Are bad sleeping habits causing you to reach boiling point?!

We all need enough sleep to function at our best. Parents especially, as they are responsible not just for their own well-being and happiness but for that of their children, too. Remembering PE kits, culinary preferences and fast-changing friendship circles requires a fresh mind. It can also prove draining and, coupled with your own worries, sleep-disturbingly stressful. A lack of sleep leaves you feeling less able to cope with daily life, adding to your stress and causing further difficulty sleeping. Before you know it, you are so exhausted that you feel like crying in the supermarket because you can’t remember whether your child likes bananas. 
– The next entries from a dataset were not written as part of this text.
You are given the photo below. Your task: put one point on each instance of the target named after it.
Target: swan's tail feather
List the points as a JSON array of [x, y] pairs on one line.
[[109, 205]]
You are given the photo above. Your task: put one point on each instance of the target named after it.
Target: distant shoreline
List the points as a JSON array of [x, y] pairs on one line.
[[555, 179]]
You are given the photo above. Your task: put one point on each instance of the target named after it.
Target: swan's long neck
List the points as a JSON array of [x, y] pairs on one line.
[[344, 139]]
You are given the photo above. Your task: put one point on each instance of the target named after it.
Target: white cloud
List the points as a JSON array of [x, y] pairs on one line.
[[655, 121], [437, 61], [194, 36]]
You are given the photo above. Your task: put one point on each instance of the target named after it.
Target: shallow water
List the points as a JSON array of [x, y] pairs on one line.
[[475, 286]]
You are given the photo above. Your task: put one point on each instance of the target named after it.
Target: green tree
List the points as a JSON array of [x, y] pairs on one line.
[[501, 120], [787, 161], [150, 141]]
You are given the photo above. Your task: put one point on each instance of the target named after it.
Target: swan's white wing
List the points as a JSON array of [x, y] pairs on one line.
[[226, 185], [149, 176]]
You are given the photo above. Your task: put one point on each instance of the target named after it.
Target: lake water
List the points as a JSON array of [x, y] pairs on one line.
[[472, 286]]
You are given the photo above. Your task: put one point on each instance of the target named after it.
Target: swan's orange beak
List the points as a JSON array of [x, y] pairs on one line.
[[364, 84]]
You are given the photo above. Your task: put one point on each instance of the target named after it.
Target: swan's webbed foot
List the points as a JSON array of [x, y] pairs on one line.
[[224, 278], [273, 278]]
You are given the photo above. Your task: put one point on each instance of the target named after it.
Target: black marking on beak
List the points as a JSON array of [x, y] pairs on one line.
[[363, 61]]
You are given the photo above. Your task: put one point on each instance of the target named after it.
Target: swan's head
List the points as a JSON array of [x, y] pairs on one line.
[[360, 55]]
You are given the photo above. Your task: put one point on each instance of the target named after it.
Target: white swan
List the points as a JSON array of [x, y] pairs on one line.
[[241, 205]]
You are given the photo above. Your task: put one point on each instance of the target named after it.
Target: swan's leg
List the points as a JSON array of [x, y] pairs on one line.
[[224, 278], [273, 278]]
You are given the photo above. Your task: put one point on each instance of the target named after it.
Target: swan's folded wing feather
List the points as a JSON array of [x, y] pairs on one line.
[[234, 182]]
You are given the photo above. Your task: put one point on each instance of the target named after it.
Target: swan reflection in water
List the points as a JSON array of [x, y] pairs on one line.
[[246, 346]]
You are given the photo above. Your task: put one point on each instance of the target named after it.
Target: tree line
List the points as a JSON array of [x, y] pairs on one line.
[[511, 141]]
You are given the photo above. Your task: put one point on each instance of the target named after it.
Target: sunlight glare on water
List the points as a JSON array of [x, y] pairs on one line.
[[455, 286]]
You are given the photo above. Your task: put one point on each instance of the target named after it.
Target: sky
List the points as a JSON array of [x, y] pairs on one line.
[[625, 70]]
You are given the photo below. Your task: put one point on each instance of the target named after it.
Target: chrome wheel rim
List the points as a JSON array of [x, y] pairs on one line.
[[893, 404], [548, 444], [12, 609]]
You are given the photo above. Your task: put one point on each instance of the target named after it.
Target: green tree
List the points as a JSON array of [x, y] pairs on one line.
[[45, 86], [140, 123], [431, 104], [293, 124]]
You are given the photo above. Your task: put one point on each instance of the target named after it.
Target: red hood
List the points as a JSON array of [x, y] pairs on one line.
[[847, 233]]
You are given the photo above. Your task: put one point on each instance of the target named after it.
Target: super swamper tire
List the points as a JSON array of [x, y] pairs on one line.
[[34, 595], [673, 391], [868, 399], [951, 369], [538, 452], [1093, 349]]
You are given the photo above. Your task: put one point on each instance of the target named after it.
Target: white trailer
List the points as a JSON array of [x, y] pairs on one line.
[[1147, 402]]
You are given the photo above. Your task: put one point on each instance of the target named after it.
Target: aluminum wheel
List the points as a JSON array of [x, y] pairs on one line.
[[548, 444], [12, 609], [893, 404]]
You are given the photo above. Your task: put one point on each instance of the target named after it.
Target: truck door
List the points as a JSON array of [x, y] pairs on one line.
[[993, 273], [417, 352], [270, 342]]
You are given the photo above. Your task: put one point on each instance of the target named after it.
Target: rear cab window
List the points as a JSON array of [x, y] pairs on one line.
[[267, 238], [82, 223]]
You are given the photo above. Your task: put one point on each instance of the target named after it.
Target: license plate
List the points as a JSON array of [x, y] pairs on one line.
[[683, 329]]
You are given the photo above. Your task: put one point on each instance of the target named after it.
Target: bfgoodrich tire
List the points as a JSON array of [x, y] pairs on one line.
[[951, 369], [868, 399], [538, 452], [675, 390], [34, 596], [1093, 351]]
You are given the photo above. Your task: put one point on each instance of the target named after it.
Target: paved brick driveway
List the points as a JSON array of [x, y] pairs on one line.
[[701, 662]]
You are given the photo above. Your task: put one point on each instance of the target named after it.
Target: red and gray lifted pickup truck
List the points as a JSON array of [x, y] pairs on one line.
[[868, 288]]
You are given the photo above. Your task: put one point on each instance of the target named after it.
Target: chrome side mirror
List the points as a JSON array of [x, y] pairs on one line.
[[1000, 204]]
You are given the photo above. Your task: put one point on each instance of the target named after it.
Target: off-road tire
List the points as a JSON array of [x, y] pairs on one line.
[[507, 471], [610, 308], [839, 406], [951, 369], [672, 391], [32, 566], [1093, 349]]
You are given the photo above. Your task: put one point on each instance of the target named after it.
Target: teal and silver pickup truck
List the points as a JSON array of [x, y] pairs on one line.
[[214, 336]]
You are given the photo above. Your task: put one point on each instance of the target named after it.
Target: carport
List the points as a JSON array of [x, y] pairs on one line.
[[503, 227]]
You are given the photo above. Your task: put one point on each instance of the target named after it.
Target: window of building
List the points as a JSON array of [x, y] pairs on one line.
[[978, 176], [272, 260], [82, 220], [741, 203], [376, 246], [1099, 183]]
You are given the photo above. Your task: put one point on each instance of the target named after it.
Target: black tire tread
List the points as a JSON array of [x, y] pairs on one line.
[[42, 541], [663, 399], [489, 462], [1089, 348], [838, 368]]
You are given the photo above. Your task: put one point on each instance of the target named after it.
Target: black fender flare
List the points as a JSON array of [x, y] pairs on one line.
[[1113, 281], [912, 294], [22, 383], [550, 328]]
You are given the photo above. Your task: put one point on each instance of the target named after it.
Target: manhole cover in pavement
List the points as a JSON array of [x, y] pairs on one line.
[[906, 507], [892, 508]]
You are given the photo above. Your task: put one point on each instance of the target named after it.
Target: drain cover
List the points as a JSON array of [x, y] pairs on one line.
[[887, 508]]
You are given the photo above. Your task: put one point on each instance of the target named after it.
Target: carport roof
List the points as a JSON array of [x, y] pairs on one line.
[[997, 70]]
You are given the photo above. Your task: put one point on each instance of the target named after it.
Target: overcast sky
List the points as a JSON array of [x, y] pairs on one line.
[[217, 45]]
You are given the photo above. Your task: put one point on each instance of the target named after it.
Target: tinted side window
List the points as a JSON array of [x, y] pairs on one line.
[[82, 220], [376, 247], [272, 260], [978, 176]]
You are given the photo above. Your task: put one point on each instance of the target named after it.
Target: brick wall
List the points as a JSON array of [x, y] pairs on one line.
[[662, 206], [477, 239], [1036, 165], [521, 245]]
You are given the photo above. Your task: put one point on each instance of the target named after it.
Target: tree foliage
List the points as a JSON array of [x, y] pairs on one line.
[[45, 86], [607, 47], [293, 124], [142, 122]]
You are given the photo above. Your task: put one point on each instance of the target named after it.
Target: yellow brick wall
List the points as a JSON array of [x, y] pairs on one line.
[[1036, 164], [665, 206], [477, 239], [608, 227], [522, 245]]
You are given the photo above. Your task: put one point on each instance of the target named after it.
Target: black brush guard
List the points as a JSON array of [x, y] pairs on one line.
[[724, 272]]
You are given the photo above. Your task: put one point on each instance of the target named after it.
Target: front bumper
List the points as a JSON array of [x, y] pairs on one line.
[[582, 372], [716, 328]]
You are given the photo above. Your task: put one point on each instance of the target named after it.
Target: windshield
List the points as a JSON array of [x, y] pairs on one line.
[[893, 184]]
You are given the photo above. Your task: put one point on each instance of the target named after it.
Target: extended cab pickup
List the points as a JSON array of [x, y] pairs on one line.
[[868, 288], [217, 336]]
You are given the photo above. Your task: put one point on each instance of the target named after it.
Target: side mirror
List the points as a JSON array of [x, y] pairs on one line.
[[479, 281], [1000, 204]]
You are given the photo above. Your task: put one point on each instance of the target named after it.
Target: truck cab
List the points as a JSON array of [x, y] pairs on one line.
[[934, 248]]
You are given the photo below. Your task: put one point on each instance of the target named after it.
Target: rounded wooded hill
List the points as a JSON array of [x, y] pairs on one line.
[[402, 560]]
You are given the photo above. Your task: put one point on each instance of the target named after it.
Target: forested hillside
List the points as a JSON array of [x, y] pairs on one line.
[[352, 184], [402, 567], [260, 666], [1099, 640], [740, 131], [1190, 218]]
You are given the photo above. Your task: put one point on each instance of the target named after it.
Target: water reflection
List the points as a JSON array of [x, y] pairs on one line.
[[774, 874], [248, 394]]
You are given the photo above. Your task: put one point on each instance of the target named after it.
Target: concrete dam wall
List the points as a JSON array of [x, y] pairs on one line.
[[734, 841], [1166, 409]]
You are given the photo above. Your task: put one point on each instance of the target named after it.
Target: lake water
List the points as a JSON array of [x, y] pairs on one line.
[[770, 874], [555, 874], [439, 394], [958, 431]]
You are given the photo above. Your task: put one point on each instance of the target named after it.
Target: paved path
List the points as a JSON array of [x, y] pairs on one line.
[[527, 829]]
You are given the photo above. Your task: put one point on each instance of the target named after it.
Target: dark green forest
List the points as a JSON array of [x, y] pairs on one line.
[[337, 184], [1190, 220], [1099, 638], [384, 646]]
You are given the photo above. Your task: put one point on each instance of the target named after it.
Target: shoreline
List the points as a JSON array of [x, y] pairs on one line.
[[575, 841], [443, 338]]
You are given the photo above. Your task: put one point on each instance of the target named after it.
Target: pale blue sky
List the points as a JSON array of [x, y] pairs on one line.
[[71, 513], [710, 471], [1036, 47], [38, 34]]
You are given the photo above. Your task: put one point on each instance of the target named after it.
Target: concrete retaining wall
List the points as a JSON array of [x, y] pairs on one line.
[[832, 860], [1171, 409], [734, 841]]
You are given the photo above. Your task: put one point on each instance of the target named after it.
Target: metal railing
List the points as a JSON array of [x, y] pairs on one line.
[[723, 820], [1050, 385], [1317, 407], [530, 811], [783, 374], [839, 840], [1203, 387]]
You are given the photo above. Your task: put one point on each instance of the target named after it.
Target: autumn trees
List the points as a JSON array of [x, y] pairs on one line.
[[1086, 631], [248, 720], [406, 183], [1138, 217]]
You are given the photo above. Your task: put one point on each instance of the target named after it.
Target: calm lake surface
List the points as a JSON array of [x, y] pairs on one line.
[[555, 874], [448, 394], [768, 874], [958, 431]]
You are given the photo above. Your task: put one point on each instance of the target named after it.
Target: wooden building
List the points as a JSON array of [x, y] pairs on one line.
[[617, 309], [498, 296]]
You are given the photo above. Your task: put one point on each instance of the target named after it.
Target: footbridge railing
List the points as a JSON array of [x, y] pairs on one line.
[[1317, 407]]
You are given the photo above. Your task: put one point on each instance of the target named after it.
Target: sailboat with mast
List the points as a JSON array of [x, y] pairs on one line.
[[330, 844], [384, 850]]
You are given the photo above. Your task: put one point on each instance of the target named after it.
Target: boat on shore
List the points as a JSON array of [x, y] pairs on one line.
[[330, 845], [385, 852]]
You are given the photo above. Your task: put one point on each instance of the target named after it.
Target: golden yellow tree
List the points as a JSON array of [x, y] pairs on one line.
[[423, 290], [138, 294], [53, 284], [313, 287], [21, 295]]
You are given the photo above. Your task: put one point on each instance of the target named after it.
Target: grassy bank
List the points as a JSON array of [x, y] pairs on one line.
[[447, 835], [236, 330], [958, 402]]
If you are a parent struggling to get the sleep you need, there are small steps you can take that will make a big difference. One of the simplest is managing temperature – that of your environment and your own body. Read on and set your thermostat to sleep with our top tips. 

What does temperature have to do with it? 

The body’s adjustment and maintenance of its core temperature is central to our sleep-wake cycle. From late afternoon to evening, your body lowers your core temperature in preparation for sleep by pushing heat away from the centre of your body and towards your hands, feet and head. Vasodilation – the widening of your blood vessels – disperses the heat through your skin, lowering your temperature and helping you to fall into a sound sleep. Then, as morning comes, a rise in your core temperature stimulates you towards alertness.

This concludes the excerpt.